On Tue, May 10, 2011 at 6:09 AM, zhong ming wu <mr.z.m...@gmail.com> wrote:
> On Mon, May 9, 2011 at 10:50 PM, Merlin Moncure <mmonc...@gmail.com> wrote:
>
>> Now manybe *I'm* a little confused.  Are you connecting to the write
>> port (stunnel's secure port)? As I understand it, the stunnel pgsql
>> protocol is such that the client side libpq application can connect to
>> stunnel which unwraps the encrypted data and connects w/o ssl to
>> postgres.  From the server's point of view, the connection should be
>> unencrypted and from the client's it should remain encrypted.
>>
>> I can think of two reasons why you would want to do this:
>> *) pgbouncer, or a some other connection pooler type piece of software
>> that does not support ssl
>> *) for loading purposes you are trying to keep all
>> encryption/decryption off the main server.
>>
>> merlin
>>
>
>
> My client connects to the stunnel'l local port.  Come to think of it..
> assuming that the line
>
> "SSL connection (cipher: DHE-RSA-AES256-SHA, bits: 256)"
>
> comes from psql I am getting the expected behavior.  Because psql
> connects to stunnel local port unencrypted.  stunnel encrypts the data
> and sends it to the postgres server.  The server accepts the
> connection because it is coming in encrypted.

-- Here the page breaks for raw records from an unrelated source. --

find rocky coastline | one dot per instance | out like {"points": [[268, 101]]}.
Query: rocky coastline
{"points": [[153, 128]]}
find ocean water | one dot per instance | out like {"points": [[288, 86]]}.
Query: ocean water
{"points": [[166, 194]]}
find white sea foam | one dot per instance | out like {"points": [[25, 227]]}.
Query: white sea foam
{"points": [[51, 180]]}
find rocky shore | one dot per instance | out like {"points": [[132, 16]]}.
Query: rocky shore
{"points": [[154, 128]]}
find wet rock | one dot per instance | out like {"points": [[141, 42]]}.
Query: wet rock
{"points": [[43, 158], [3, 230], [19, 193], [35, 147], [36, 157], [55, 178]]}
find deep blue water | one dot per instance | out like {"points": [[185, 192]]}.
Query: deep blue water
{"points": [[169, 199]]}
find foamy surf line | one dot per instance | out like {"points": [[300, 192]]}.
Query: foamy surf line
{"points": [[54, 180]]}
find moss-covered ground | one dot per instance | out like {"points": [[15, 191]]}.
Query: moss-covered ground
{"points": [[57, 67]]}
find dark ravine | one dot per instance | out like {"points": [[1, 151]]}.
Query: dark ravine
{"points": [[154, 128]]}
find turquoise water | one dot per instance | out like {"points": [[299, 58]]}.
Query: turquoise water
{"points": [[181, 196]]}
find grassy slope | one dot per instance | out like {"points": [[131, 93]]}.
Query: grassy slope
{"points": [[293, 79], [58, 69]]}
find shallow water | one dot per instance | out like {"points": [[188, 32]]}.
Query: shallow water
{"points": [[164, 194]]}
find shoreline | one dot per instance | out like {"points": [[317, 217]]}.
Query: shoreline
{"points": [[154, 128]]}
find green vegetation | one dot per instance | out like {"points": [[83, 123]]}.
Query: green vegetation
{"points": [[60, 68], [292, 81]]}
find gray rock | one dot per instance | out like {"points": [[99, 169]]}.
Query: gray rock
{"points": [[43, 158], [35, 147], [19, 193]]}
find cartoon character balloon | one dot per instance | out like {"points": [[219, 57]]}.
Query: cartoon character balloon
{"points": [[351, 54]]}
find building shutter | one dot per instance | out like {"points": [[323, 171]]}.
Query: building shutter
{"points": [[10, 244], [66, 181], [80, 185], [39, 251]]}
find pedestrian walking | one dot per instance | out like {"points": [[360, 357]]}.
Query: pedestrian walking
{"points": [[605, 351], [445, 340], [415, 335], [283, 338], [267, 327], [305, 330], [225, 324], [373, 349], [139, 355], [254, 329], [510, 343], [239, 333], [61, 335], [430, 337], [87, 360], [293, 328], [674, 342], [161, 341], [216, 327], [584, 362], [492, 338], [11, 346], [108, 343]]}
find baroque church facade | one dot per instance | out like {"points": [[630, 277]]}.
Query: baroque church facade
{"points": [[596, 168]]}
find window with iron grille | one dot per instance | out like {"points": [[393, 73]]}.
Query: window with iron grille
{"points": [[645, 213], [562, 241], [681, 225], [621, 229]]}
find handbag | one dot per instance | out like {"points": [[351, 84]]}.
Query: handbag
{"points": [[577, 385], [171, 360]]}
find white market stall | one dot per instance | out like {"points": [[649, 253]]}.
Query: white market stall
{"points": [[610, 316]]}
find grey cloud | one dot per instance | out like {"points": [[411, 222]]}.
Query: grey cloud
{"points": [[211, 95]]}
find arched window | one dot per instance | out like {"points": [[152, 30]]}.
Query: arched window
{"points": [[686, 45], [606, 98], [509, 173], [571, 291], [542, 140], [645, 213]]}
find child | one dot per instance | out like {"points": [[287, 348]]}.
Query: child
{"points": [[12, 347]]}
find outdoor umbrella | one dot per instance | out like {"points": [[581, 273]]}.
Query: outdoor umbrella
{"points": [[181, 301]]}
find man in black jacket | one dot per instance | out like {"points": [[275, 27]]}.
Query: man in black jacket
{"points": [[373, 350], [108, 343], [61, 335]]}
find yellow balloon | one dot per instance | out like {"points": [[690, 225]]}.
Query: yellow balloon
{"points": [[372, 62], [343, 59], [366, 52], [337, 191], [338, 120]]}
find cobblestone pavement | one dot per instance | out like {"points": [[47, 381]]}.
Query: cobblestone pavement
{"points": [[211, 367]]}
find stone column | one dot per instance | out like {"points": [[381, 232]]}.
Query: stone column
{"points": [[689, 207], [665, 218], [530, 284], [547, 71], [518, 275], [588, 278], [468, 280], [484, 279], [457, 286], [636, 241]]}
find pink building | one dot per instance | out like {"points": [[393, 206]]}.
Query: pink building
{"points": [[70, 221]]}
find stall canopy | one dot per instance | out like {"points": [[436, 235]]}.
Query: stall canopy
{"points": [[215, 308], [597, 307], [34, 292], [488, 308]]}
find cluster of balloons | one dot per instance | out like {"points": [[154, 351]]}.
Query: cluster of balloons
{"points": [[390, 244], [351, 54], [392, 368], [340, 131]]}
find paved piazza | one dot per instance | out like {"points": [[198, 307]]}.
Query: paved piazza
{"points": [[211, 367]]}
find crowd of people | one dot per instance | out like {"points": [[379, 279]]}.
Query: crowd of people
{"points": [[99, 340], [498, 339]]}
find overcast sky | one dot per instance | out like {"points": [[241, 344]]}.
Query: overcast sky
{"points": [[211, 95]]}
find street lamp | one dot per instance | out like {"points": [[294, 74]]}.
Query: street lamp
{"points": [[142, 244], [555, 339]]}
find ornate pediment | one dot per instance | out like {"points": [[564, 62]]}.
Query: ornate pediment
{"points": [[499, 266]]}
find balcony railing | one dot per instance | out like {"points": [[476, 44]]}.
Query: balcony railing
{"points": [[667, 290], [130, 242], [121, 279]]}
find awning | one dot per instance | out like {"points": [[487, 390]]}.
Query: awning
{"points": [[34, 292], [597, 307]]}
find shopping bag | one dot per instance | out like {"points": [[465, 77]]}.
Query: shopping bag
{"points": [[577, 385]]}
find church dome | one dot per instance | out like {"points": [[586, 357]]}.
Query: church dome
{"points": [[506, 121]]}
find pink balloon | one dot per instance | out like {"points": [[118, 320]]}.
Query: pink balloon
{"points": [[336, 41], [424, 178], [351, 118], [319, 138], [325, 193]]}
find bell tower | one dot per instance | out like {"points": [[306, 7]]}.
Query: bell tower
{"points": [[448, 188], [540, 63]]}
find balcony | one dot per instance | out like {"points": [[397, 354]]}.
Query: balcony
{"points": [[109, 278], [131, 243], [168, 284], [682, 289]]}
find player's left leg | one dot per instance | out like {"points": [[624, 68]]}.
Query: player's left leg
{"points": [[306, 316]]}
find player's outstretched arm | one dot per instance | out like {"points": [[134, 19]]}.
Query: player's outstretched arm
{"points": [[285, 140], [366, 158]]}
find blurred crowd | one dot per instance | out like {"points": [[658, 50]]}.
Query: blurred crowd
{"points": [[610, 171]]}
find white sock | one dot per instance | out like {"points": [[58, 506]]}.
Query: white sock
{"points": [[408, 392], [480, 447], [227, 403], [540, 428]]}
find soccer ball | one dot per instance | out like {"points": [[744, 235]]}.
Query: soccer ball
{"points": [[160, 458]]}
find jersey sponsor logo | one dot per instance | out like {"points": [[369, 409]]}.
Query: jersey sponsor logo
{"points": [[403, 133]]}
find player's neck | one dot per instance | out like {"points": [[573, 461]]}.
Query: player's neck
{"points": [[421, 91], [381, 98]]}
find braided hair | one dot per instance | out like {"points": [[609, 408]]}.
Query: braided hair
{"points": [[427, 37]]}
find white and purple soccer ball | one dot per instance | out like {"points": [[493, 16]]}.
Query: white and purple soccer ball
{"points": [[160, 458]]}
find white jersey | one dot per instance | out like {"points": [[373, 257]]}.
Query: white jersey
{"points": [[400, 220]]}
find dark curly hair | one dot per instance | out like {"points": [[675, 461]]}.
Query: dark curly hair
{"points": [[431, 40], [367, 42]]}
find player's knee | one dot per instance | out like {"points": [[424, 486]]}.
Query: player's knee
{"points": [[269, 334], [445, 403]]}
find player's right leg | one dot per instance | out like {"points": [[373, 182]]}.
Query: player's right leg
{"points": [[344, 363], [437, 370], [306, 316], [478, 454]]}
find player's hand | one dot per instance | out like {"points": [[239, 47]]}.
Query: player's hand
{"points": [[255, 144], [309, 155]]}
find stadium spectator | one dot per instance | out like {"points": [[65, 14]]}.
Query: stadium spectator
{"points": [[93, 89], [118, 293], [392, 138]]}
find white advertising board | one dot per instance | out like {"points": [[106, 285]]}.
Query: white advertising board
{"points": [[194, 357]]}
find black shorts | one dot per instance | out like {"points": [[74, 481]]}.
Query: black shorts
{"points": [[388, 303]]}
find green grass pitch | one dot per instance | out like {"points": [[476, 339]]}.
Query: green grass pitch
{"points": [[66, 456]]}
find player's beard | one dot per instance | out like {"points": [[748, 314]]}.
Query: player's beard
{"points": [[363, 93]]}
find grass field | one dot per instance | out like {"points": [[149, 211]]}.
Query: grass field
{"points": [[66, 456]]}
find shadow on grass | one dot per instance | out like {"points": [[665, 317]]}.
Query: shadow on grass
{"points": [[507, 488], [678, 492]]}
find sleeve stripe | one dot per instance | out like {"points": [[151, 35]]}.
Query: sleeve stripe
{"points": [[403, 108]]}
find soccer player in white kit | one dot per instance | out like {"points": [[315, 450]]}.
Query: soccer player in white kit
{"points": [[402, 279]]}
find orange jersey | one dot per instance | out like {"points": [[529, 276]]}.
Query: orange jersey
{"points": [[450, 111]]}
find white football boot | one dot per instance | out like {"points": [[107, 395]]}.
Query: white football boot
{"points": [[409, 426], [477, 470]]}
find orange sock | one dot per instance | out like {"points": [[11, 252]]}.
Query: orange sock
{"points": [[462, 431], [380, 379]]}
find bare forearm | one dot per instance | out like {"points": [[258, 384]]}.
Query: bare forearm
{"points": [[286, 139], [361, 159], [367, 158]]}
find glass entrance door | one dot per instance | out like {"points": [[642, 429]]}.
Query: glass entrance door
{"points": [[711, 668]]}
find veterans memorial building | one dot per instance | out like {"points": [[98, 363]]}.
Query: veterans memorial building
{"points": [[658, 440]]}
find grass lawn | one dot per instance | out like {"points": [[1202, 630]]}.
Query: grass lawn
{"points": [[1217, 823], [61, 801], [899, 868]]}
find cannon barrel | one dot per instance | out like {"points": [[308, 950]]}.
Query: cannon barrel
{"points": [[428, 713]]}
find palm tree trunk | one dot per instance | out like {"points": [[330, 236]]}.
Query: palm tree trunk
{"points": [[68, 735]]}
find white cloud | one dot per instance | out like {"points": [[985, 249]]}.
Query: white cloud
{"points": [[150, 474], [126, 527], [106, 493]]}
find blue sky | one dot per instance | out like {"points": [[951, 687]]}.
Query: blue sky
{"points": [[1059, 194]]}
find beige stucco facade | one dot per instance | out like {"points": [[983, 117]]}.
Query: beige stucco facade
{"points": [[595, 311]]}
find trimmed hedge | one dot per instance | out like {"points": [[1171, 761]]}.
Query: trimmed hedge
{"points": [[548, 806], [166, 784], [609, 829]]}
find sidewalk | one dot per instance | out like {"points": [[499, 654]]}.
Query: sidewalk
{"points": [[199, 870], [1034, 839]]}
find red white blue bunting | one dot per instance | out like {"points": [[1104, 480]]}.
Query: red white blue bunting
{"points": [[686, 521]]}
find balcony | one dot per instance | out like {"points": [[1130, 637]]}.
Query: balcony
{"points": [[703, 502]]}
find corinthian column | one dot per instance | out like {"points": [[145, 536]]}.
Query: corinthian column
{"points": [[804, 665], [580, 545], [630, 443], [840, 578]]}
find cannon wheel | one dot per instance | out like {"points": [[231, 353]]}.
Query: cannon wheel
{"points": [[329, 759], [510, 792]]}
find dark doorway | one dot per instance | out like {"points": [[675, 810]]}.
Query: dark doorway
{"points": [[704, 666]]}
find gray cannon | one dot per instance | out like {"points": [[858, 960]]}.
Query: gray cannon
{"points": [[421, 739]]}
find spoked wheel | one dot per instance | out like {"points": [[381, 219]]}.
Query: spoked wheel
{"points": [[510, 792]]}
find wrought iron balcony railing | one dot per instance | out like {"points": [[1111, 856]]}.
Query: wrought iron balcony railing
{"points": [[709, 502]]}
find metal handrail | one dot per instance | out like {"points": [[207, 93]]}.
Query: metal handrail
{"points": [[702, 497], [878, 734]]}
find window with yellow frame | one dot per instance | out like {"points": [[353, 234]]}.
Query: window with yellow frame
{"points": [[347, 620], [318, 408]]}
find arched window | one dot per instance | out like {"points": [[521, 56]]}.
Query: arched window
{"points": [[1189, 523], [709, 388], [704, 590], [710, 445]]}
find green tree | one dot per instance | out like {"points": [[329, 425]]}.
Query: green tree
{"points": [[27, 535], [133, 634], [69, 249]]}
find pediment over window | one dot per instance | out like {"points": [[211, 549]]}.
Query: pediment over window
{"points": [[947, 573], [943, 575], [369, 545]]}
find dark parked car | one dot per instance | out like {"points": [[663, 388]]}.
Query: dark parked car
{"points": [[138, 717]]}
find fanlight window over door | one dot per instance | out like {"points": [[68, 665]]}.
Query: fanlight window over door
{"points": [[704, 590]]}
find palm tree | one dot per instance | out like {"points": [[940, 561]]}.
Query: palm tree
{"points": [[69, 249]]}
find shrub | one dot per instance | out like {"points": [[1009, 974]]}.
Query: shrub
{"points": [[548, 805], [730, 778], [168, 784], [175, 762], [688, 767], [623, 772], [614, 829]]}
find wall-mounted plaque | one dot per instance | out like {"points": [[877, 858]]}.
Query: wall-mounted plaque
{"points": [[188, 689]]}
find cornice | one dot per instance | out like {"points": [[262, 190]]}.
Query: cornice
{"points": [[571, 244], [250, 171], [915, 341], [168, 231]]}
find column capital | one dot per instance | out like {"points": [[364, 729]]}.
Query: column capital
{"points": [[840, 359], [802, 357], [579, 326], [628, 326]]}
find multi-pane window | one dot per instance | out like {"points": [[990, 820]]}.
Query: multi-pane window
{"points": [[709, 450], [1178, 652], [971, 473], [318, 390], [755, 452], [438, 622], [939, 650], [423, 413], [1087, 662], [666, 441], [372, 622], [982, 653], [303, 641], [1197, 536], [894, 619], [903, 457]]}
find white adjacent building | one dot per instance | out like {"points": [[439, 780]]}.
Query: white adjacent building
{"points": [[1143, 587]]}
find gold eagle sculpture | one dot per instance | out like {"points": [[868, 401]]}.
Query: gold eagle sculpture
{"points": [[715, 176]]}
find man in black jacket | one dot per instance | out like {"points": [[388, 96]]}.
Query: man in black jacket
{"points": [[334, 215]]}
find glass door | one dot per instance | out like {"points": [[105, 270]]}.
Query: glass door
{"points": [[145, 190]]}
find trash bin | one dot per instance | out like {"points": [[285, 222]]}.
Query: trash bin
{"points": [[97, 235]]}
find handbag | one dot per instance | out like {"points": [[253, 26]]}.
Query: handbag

yup, you're right.  I always set it up the other way so I just assumed
that's what you were doing.

> I would also be nice to find out from the pg server that the
> communication is encrypted.  I just don't see a way to find it out
> except from the following two facts 1) my server is configured to be
> just so 2) the output of 'ps' which tells me how the connection is
> coming in.

100% agree. maybe a column in pg_stat_activity showing the encryption protocol?